- Directed by: Leo Mittler
- Written by: Stanley Lupino Michael Barringer
- Produced by: Stanley Lupino
- Starring: Stanley Lupino; Sally Gray; Roddy Hughes; Gerald Barry;
- Cinematography: Curt Courant
- Edited by: Ronald Deeming
- Music by: Percival Mackey
- Production company: Stanley Lupino Productions
- Distributed by: Associated British Film Distributors
- Release date: February 1936;
- Running time: 72 minutes
- Country: United Kingdom
- Language: English

= Cheer Up (film) =

1936 British film by Leo Mittler

Cheer Up is a 1936 British comedy film directed by Leo Mittler and starring Stanley Lupino, Sally Gray and Roddy Hughes. It was written by Lupino and Michael Barringer.

==Plot==
An impoverished team of composer and songwriter try to secure financial backing for their new musical, with the assistance of a struggling actress working as a housemaid.

==Cast==
- Stanley Lupino as Tom Denham
- Sally Gray as Sally Gray
- Roddy Hughes as Dick Dirk
- Gerald Barry as John Harman
- Kenneth Kove as Wilfred Harman
- Wyn Weaver as Mr. Carter
- Marjorie Chard as Mrs. Carter
- Ernest Sefton as Tom Page
- Syd Crossley as waiter
- Arty Ash as head porter
- Arthur Rigby as Bill Ratchett
- Doris Rogers as Mrs. Pearce

==Reception==
Kine Weekly wrote: "The pick-up of this musical comedy is not too good, it makes a far from snappy and confident start, but once the simple plot takes tangible shape, and Sally Gray is permitted to join the experienced comedy team, good light entertainment comes the picture's way. The song numbers have melody, and the changes are rung on these and the slapstick interludes effectively until the stage is set for the grand finale, while the climax itself is a happy and ingenious amplification of that which has stood the test of time in legitimate stage shows. Fashioned in a popular mould, and dispensed by stellar players who know their job, the film is a first-rate comedy musical for the masses."

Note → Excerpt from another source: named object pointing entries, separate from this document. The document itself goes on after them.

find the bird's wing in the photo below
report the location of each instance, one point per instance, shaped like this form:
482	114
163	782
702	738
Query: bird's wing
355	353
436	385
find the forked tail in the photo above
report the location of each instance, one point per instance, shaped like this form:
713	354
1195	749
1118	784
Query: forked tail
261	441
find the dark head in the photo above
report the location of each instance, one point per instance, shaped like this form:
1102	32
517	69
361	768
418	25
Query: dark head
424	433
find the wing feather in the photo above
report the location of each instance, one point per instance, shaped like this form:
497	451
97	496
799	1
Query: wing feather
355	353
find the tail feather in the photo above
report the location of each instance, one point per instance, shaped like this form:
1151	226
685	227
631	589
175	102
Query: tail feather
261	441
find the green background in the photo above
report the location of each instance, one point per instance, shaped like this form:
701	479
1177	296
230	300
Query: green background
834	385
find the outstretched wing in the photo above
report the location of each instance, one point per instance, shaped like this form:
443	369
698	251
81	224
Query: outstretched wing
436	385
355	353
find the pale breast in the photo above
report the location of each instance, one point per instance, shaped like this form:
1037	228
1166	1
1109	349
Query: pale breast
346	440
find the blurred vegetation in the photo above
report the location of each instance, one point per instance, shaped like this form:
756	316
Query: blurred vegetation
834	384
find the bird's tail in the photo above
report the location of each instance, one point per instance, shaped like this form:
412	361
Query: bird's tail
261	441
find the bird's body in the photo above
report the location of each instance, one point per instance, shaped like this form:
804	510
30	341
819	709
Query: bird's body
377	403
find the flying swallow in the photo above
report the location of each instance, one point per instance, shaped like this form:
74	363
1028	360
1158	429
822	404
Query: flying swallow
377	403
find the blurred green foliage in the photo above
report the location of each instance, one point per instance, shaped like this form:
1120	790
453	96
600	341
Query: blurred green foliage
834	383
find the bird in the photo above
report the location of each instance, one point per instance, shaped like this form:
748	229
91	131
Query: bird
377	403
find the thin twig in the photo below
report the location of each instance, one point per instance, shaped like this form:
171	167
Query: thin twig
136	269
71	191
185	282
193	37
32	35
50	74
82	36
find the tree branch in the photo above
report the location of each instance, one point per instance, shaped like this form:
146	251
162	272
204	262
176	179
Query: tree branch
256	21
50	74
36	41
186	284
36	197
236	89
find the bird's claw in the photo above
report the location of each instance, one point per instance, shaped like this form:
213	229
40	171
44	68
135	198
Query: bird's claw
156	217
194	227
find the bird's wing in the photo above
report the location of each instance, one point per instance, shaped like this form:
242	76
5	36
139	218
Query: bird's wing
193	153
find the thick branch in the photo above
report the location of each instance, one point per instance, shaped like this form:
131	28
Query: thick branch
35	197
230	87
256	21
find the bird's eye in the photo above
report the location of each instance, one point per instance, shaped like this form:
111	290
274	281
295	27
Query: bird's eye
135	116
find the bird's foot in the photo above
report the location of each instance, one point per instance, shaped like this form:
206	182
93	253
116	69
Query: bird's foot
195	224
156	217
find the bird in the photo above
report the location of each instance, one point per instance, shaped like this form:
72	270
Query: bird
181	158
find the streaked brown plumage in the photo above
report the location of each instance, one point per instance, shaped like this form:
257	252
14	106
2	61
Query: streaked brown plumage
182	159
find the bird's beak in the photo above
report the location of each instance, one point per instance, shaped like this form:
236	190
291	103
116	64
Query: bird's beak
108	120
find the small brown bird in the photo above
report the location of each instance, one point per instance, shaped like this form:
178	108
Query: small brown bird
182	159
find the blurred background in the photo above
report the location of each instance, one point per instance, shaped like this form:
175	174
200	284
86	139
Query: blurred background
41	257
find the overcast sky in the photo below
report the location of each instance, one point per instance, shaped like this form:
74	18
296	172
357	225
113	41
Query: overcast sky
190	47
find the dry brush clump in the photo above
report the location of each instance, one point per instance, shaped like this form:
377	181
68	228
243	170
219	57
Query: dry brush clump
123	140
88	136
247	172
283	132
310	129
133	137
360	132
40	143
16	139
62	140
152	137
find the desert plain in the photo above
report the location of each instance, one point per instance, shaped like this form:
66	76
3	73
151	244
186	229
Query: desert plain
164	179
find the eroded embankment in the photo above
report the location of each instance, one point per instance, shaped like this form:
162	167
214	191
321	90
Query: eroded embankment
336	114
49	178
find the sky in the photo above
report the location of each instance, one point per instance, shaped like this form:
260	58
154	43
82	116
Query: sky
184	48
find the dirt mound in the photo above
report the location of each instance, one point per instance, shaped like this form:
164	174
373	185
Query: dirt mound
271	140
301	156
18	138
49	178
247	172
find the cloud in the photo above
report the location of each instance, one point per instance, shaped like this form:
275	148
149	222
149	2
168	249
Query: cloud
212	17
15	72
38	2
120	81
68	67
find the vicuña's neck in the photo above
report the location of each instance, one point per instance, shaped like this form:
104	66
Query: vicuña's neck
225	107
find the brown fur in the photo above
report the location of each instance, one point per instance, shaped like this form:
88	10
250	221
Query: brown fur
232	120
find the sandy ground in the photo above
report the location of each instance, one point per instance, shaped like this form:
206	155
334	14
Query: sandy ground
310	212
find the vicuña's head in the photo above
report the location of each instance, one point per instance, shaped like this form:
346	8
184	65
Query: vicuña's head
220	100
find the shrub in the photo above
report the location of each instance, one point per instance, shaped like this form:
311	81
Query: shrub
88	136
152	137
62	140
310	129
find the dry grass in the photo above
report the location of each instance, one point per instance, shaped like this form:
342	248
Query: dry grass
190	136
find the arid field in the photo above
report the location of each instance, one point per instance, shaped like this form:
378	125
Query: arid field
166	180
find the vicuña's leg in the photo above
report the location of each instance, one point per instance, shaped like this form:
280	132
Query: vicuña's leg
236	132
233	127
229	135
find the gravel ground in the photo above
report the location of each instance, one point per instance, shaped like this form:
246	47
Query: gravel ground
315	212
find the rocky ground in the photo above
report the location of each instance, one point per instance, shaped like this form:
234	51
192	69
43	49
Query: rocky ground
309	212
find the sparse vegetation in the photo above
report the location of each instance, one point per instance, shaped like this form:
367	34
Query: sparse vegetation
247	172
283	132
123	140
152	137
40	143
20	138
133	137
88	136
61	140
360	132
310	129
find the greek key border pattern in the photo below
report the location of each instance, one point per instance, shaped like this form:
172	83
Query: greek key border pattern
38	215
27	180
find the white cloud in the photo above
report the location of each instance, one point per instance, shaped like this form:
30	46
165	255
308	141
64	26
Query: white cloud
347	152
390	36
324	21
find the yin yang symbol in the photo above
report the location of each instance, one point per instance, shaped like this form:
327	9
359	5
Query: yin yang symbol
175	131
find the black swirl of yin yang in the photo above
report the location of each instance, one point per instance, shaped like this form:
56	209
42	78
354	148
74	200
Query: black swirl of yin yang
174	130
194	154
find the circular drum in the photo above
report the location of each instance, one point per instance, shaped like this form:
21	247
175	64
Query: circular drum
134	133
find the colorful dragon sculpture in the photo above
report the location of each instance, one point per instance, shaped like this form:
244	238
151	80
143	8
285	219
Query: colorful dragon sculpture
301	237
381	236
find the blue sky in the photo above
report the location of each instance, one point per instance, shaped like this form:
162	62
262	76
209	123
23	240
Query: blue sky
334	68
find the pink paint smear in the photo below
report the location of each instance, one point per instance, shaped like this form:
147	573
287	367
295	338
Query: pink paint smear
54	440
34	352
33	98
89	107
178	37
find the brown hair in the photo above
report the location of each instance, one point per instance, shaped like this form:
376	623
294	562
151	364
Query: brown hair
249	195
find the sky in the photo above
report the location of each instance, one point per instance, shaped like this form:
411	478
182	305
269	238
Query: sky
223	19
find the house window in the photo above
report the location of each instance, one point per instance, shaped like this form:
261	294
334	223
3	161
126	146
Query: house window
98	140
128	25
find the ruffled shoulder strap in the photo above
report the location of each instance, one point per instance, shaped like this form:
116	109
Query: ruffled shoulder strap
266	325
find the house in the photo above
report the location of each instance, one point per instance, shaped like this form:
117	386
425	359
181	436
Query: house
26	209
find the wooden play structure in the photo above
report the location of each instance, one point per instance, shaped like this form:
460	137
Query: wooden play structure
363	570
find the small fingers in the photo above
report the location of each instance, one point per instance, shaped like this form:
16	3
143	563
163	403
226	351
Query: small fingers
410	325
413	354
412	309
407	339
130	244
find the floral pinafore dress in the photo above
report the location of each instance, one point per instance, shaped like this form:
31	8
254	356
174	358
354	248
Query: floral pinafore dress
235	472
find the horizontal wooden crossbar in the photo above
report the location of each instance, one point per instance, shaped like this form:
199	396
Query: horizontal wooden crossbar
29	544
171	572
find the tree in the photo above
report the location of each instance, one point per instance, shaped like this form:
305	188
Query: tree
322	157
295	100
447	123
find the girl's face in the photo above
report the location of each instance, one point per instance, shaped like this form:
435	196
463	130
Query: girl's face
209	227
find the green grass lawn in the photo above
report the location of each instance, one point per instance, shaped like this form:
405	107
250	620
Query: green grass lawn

Picture Show wrote: "The trifling story of this musical comedy matters about as little as musical comedy stories do matter. ... Its main appeal is its dancing, music and comedy, Sally Gray, a newcomer, makes a lively and attractive leading lady."

In British Sound Films: The Studio Years 1928–1959 David Quinlan rated the film as "good", calling it: "Trifling but boisterous."

==Production==
It was made at Ealing Studios by Lupino's own independent production company.